Background: Physician burnout is increasing in prevalence across all medical and surgical
specialties and is associated with significant decline in the physical and mental health of providers
as well as early retirement from the practice of medicine. There are factors unique to women’s health
that put its providers at significantly increased risk for burnout including the preponderance of female
providers and the practice settings, compensation, and call responsibilities inherent in our specialty.
As an example, obstetrics is a rapidly changing and medically complex world where providers do
not have control over every outcome. Providers work long hours in an unpredictable and at-times
chaotic environment where complex and difficult decisions need to be made under significant time
pressure at all hours. The lack of priority of women’s health within our health systems combined
with a constant threat of litigation leads to distress and detachment in providers.

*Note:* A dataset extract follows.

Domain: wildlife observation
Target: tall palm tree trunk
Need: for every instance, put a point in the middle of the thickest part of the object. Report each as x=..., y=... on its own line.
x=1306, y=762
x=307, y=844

Objectives: This article explores the components of burnout, risk factors and workplace issues contributing
to its increase. The variation in stressors between different disciplines such as maternal fetal
medicine, gynecologic oncology, and abortion providers is also discussed including the toll resulting
from responsibility for both medical and surgical care of the patient, death and political biases.
Conclusion: Individual strategies including interventions such as commitment to self-care, contemplative
practices, management of office flow and establishing peer support are discussed. Burnout is
a systemic problem and strategies for its prevention burnout at the individual, departmental and
institutional level are explored.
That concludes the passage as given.